Although even this huge increase still represented a tiny fraction of the EU’s 508 million people, the crisis sharpened grievances about the balance of power in Europe.
Countries on the periphery were disproportionately affected and political leaders such as Orbán were able to weaponise the issue to attack the imposition of Brussels diktats. In elections earlier this year Orbán’s Fidesz party largely ignored economic issues.
According to a paper by Péter Krekó and Zsolt Enyedi in the Journal of Democracy, Orbán constructed a platform on the claim that “Brussels and Soros were scheming to flood Europe with Muslim migrants, and that a Fidesz loss would mean the doom of white, Christian Hungary”.
Merkel’s decision to open Germany’s borders to refugees fed the notion that bigger EU member states did not have to play by the same rules as smaller countries. This dynamic explains how the refugee crisis was able to take centre stage in in this year’s presidential election in the Czech Republic, despite the country hosting virtually no refugees.
The EU-Turkey deal that emerged from negotiations in 2016 started returning refugees to Turkey and supported the country with three billion euros. This has helped curb the flow of refugees, with the number of arrivals falling to 70,000 this year. There has been criticism from human rights groups over the legality of transferring refugees back from Europe, yet for some Turkey has proved a more welcoming destination than western Europe – Turkey provides greater freedom to work and a refuge that is closer to home.
Turkey’s economic travails, exacerbated by a bust-up with President Trump over the detention of an American pastor and Erdogan’s profligacy, should also be a major concern for Europe.

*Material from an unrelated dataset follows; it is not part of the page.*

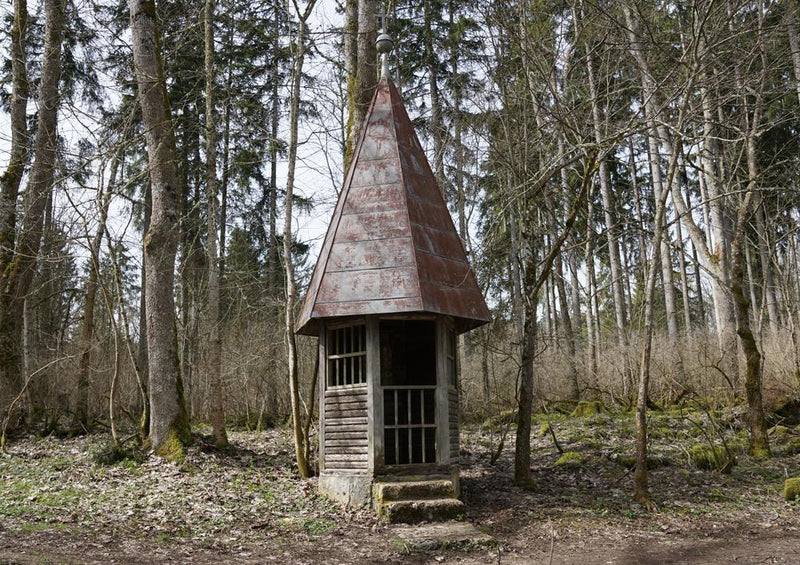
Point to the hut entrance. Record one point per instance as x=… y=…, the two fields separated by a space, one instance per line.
x=408 y=381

A prolonged economic crisis will bring great hardship to the country’s three and a half million Syrian refugees. Then there is a risk that it pushes Turkey’s authoritarian government into the arms of Russia and China. Erdogan is extremely reluctant to accept support from the IMF and is looking for new allies.

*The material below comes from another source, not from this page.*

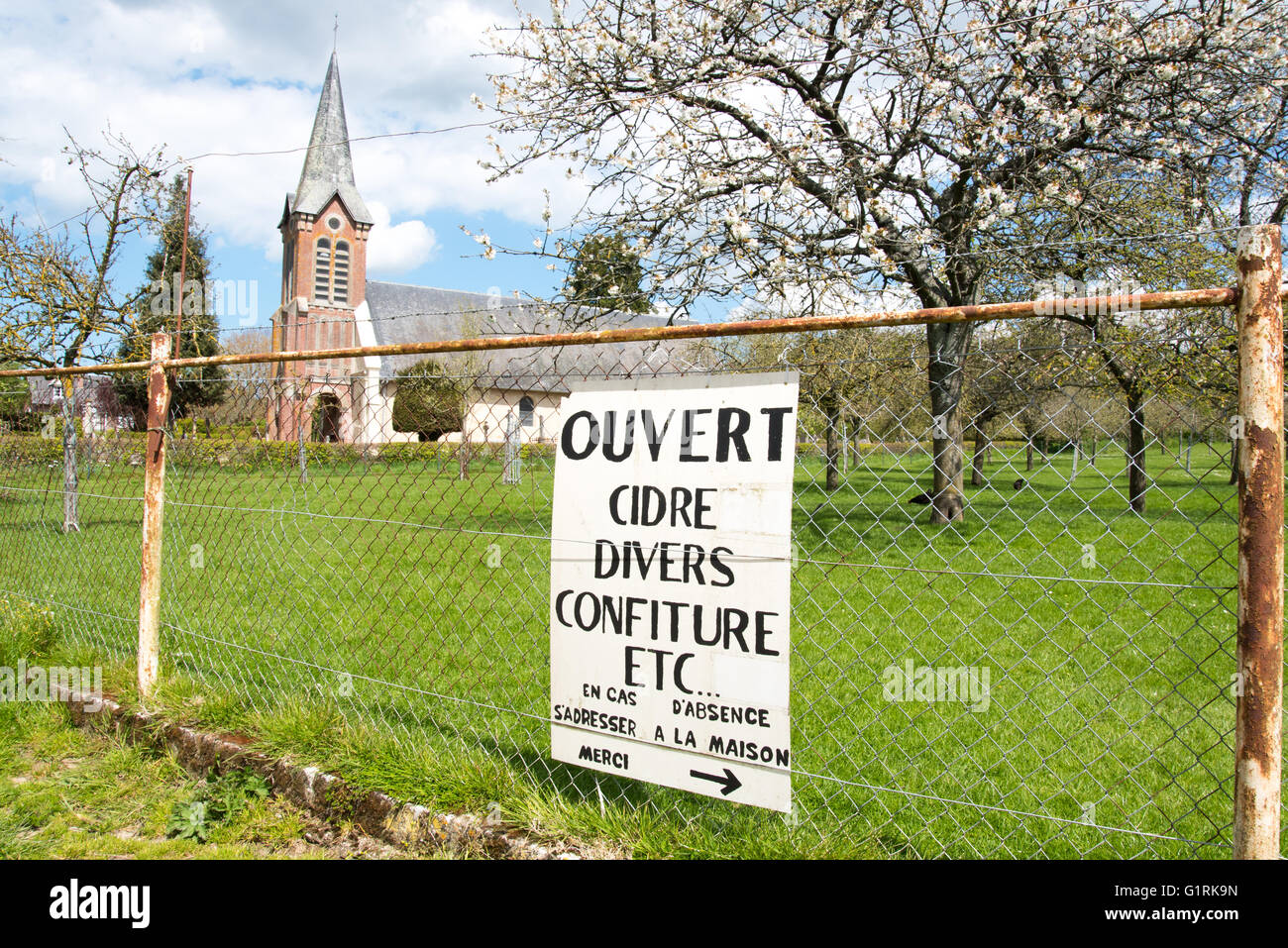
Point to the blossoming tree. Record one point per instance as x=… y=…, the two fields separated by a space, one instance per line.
x=756 y=146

The deal struck between Russia and Turkey to create a “de-militarized zone” around Idlib has at least postponed a humanitarian disaster that would likely spill over into Turkey. The arrangement also demonstrates the further side-lining of Western powers from negotiating a settlement to the conflict.
Mustafa Ellebad, an expert on Turkey, argued that Russia was more interested in pulling the country away from the West than achieving Assad’s total control over Syria.

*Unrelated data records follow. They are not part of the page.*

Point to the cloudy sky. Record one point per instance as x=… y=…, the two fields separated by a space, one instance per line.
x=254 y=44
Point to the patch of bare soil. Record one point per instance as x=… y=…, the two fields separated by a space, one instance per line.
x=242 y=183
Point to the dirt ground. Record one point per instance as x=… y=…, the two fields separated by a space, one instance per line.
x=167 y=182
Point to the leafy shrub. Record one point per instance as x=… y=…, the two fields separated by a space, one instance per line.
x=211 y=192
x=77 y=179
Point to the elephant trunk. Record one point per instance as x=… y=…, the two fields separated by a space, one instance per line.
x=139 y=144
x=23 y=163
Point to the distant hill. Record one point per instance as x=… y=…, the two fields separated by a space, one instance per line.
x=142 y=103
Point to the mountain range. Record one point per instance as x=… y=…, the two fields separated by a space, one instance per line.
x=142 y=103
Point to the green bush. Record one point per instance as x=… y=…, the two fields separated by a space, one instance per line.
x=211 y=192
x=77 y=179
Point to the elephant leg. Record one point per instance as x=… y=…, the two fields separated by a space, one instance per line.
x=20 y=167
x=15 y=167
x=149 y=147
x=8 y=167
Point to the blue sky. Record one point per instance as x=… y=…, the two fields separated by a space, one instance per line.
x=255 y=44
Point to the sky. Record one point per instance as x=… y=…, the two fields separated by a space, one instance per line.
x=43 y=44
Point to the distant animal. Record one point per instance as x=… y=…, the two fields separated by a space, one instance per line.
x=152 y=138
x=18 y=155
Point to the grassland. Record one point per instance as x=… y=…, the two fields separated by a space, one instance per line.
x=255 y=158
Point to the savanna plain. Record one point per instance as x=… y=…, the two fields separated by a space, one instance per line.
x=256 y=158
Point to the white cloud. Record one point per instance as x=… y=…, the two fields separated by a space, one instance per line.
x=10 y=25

Amid this, Europe’s approach to Turkey has been confrontational. Macron has said that talk of accession to the EU must end and that it should be seen as a strategic partner alongside Russia.
By attempting to downgrade Europe’s relationship with Turkey, the French president will likely embolden Erdogan’s vision of a New Turkey – one of Islamic nationalism and a reinvigoration of the Ottoman empire. Calls to reject Turkey’s EU membership bid after last year’s coup attempt only resulted in boosting Erdogan in the country’s subsequent referendum.
Nevertheless, the very serious challenges confronting Erdogan present Europe with a great deal of leverage. Pro-government media have described the conflict with the US as an opportunity to engage Europe. And while Turkey took the unprecedented step of being the first NATO member to buy missiles from Russia and has created a precarious stalemate in Idlib, the two countries remain at odds when it comes to the Syrian conflict.
Viktor Orbán also plays a careful balancing act between East and West. Drawing Turkey toward Europe would go some way to undermining this geopolitical manoeuvring.
By excluding Turkey from a common European history, Macron aligns himself with the antagonistic agendas of Europe’s far right.
What unites Orbán’s vision of a Christian Europe and Erdogan’s New Turkey is a need for external enemies. By engaging Turkey, Europe may be able to alleviate the refugee crisis that is threatening to tear it apart. It could also repudiate those seeking to shrink the continent and diminish its history.